But when he arrived a few minutes ago it was clear that what Ardythe had in mind was more than a drink. She had greeted him with an embrace and kiss which left no doubt of her intentions. Nim wasn’t averse to what seemed likely to follow, but for a while over drinks they settled for conversation.
“Yes, I did hear what happened,” Ardythe said. “Has the whole world gone mad?”
“I guess it always has been. When it’s close to home you notice it more.”

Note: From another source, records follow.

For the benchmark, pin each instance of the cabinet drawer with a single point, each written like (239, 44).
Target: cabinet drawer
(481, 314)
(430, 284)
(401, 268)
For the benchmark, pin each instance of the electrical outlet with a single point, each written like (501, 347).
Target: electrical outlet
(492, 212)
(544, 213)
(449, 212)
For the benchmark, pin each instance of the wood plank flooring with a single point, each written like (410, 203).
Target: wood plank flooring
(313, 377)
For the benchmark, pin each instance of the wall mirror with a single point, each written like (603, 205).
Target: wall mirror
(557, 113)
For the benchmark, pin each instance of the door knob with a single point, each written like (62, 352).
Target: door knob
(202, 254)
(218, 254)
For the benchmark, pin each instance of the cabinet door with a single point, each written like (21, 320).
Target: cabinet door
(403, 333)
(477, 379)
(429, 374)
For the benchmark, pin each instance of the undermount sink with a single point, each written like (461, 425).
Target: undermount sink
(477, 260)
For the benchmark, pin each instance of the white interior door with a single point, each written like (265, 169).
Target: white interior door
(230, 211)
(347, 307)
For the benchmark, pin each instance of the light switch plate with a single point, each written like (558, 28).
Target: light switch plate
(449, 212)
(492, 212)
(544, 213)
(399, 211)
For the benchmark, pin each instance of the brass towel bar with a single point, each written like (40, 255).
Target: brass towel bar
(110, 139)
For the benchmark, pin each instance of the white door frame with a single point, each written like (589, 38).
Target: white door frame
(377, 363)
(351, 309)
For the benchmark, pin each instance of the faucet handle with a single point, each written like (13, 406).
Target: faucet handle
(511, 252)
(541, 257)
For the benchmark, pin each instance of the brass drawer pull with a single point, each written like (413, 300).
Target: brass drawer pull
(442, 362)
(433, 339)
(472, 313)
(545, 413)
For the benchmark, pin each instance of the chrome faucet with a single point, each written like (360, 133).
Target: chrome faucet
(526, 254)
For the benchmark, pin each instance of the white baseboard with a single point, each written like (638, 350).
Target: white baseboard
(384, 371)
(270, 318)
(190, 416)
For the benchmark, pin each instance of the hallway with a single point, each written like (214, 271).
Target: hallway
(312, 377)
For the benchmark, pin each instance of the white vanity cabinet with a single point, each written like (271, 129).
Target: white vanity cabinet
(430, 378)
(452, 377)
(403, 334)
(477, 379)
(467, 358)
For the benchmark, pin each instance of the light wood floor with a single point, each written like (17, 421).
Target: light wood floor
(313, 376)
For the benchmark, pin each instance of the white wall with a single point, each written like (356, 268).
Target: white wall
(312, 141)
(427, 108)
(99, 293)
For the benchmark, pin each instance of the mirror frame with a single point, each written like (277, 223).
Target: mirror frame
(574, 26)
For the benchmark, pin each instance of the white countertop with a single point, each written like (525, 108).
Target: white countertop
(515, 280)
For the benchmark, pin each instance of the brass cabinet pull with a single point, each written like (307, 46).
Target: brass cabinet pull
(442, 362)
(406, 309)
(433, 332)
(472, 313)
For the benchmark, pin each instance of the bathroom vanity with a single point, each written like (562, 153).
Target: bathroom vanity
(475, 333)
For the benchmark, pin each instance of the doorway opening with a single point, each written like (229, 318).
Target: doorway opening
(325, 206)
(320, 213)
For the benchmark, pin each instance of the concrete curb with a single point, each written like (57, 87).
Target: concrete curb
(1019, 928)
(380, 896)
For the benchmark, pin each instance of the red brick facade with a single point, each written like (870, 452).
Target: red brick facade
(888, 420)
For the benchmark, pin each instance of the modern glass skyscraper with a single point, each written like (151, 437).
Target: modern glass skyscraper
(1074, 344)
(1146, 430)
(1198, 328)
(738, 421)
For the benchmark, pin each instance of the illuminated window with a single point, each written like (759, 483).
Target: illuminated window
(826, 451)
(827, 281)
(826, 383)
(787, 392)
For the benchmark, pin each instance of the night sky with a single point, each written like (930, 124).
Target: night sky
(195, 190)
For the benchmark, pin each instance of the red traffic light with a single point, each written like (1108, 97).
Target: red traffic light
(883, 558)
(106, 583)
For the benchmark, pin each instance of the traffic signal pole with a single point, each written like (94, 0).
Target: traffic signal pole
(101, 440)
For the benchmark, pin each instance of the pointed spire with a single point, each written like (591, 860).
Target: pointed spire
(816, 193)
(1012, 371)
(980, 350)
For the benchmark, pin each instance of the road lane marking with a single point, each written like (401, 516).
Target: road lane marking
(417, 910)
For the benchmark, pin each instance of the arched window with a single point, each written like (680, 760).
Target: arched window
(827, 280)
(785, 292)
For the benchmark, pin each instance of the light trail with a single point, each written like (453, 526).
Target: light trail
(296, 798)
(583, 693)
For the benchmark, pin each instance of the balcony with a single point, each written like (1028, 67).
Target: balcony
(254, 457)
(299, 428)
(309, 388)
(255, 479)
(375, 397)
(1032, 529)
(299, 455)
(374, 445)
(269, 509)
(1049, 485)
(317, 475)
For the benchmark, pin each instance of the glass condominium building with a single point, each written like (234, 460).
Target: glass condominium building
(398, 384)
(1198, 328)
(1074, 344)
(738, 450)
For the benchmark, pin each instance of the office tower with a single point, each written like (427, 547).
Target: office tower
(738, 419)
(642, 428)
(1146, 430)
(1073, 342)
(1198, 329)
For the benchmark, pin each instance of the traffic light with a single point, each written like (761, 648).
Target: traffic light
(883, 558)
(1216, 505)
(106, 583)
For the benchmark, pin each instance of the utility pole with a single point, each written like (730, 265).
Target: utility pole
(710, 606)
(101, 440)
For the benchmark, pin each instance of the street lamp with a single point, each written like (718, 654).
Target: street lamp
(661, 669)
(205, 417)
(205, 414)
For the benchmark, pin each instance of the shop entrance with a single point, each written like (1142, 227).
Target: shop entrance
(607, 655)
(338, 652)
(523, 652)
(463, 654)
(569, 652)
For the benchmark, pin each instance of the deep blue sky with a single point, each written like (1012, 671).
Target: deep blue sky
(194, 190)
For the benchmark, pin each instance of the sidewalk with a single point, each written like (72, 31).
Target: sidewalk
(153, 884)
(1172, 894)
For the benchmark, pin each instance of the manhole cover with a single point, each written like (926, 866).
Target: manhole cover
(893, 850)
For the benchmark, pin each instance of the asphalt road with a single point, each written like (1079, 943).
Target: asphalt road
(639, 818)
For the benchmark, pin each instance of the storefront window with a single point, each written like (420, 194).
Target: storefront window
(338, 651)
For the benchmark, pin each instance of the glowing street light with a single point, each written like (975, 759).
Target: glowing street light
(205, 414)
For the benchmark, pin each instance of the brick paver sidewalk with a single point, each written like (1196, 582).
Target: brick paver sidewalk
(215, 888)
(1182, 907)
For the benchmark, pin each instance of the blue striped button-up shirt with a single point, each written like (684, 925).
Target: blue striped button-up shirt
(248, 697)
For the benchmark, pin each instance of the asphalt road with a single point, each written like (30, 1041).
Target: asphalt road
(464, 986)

Today, Nim thought, Ardythe seemed greatly improved from the grim day nearly a month ago when she learned of Walter’s death. Then, and at the funeral—which was the last time she and Nim had seen each other—she seemed drawn and old. In the meantime, clearly, Ardythe’s vitality and attractiveness had returned. Her face, arms and legs were tanned, and the shapely outline of her body beneath a snug print dress reminded him again of the excitement they aroused in each other last time he was here. Nim remembered, years ago, coming across a book called In Praise of Older Women. Though he recalled little more about it than the title, he had a notion now of what the author must have had in mind.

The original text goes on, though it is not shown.